EghtesadOnline: Lawmakers on Tuesday passed a number of measures related to the banking system and the National Development Fund of Iran while reviewing articles of the fiscal 2018-19 budget.
According to ICANA, the official news portal of the parliament, the first measure pertained to the process of NDFI making deposits with agent banks to be allocated in the form of loans as seen fit by the lenders.
A measure asserting that NDFI "is allowed to deposit 150 trillion rials ($3.06 billion) of its rial resources with agent banks at zero interest rate after gaining the approval of its board of trustees to be allocated as loans" was passed with 169 votes in favor from a total of 232 MPs.
Mohammad Reza Pour-Ebrahimi, the head of Majlis Economic Commission, proposed that new details be added to a previously approved measure that allowed banks to continue for another year their Central Bank of Iran-run scheme aimed at reducing the volume of non-performing loans by forgiving any fine and penalty on loans when the receiver returns the original amount, according to Financial Tribune.
Ratified by 136 MPs on Tuesday, only a total of 50 trillion rials ($1.02 billion) worth of loan penalties can be forgiven for every 100 trillion rials ($2.04 billion) of loans.
Three banks are to receive capital buffers as part of the measure approved by lawmakers.
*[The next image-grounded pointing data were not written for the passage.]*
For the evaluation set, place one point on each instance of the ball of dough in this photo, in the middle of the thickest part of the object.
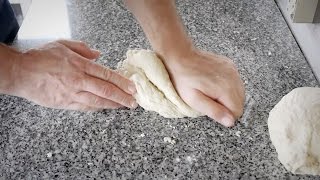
(294, 127)
(155, 91)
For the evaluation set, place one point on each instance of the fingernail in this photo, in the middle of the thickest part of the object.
(132, 88)
(95, 51)
(228, 121)
(134, 104)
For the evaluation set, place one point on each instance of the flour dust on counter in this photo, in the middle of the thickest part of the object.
(155, 91)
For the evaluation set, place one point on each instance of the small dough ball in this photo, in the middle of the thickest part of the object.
(294, 127)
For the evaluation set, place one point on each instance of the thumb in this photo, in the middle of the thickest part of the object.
(212, 108)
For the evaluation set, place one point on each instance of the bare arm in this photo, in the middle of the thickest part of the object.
(161, 25)
(7, 65)
(63, 75)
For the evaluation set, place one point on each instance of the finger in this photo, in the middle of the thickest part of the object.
(211, 108)
(93, 100)
(80, 48)
(82, 107)
(111, 76)
(108, 91)
(232, 98)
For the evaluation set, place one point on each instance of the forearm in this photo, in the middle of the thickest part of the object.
(8, 60)
(161, 25)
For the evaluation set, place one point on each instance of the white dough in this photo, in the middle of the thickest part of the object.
(294, 127)
(155, 91)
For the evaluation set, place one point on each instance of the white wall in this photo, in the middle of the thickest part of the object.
(307, 36)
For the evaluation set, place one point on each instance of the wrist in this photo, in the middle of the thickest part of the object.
(9, 59)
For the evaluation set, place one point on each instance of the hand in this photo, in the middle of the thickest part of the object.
(208, 83)
(63, 75)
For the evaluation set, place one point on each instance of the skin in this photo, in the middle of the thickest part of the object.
(63, 74)
(207, 82)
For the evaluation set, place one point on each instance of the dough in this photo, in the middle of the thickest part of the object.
(294, 127)
(155, 91)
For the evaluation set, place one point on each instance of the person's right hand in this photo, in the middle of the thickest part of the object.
(63, 75)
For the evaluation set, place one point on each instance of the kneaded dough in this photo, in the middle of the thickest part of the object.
(294, 127)
(155, 91)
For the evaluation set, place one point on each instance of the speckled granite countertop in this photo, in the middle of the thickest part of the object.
(41, 143)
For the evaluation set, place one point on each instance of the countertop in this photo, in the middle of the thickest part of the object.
(42, 143)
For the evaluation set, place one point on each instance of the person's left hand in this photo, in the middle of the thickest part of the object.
(209, 83)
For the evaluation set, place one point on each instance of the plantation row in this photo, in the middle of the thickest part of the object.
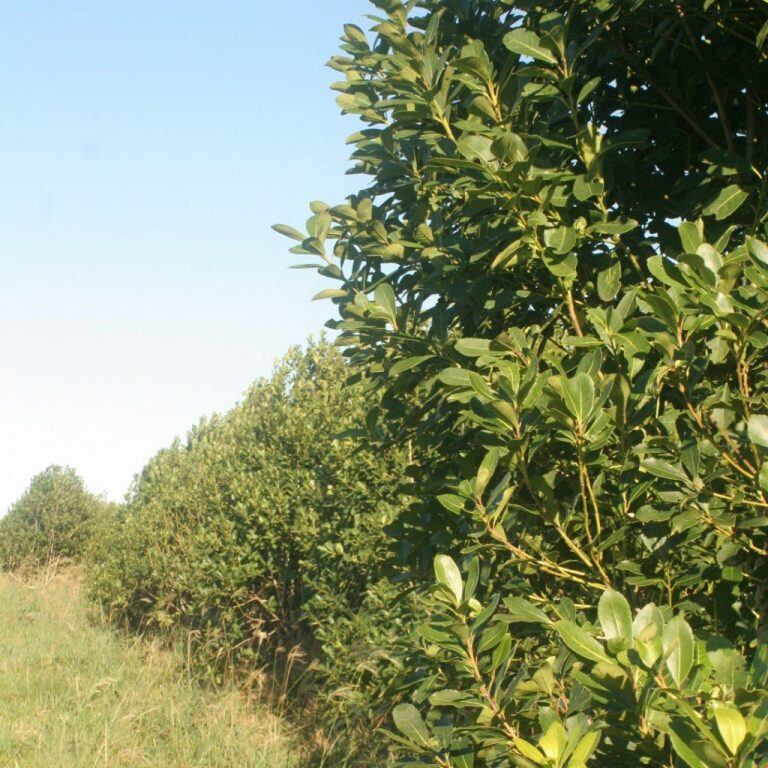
(542, 539)
(257, 542)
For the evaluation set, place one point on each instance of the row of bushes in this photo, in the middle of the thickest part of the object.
(259, 540)
(261, 537)
(55, 519)
(556, 271)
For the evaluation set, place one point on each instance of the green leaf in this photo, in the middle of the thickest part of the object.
(561, 239)
(727, 201)
(580, 641)
(526, 749)
(757, 428)
(664, 469)
(619, 226)
(455, 377)
(730, 724)
(448, 574)
(615, 616)
(485, 472)
(409, 722)
(684, 751)
(524, 612)
(384, 296)
(553, 742)
(679, 649)
(407, 363)
(330, 293)
(579, 395)
(284, 229)
(585, 748)
(473, 347)
(758, 249)
(691, 235)
(528, 43)
(609, 282)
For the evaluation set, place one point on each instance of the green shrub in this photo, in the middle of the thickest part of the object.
(262, 533)
(54, 519)
(558, 275)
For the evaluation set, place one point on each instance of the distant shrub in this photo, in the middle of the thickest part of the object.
(263, 532)
(54, 518)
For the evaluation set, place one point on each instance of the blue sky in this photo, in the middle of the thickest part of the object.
(145, 150)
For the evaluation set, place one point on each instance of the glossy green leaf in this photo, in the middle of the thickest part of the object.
(528, 43)
(448, 574)
(678, 645)
(615, 616)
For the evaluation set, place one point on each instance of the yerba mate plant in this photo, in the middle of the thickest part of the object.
(556, 273)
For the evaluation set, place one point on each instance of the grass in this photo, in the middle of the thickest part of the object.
(75, 695)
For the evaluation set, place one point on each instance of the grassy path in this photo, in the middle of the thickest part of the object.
(74, 695)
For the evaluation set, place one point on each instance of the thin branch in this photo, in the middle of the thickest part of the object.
(719, 101)
(679, 108)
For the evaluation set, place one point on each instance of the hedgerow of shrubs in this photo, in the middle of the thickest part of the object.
(54, 519)
(262, 533)
(556, 274)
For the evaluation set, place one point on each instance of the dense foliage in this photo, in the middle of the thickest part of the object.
(261, 534)
(54, 519)
(557, 277)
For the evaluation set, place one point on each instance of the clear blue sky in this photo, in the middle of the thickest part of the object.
(145, 150)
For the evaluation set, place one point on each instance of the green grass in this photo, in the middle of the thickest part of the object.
(74, 694)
Bank Maskan, the agent bank of the housing sector, is to have its capital boosted to 100 trillion rials while the government will be allowed to allocated a respective 20 trillion rials ($408.16 million) and 30 trillion rials ($612.24 million) from the resources of the Central Bank of Iran to increase the capital of the Export Development Bank of Iran and Bank Melli Iran, the nation's largest bank.
Another measure aimed at encouraging manufacturers and clearing what is owed to banks and credit institutions was passed by 186 approving lawmakers.
It decrees that in the next fiscal year to March 2019, if clients of banks from the manufacturing sector clear their liabilities that have come to maturity by the end of the current fiscal year (ending March 20) by the end of the first half of the next fiscal year to Sept. 22, 2018, banks and credit institutions are obligated to receive the original amount and interest on their loans based on the original contract and forego any penalties.